Князь Андрей заметил это, но заметил, как и в прежних своих разговорах с Laborde, его искренний восторг перед княжной.
— Ну, рассказывай же, — говорил сын.
Князь Андрей, не отвечая, опять обратился к Laborde.
— Ну, а в религиозном отношении, как вы сходитесь с ней? — спросил он. — Вы ведь поборник протестантства.
— В княжне я вижу только одно: чистейшую сущность христианства и никакого пристрастия к формам; и в религии, как и во всем, она совершенство.
— А ее странники, монахи, видели вы их? — спросил с улыбкой князь Андрей.
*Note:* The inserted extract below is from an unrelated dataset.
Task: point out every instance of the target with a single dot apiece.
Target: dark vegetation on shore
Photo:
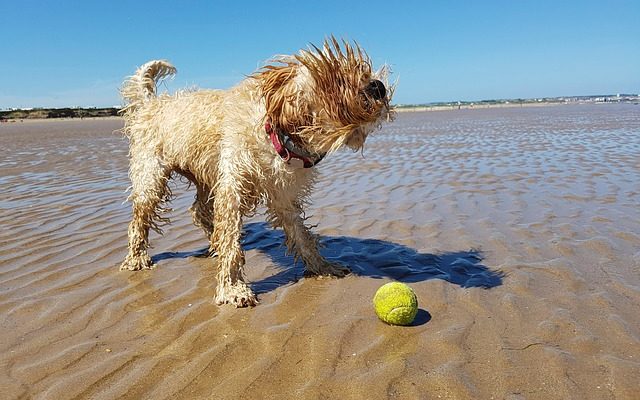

— Нет, не видал, но слышал про них. Княжна заметила, что князю это неприятно, и перестала принимать их.
Действительно, последнее время княжна так страстно привязалась к своему плану странствования и так очевидно убедилась, что она не сможет исполнить его иначе как после смерти отца, что мысль о возможности желания этой смерти ужаснула ее. Она отдала свое платье Федосьюшке и оставила эту мечту.
В середине разговора Андрея с Laborde княжна Марья испуганно вошла в комнату.
— Как? Вы едете? — сказала она. И на утвердительный ответ брата она увела его в свою комнату, чтобы переговорить с ним.
Как только она начала говорить об этом, губы ее задрожали и слезы закапали. Князь Андрей понял, что в противность ее словам, говорившим, что ей хорошо, слезы эти говорили, что он угадал, как она страдает, и что она благодарна и любит его еще больше, ежели это возможно, за его заступничество.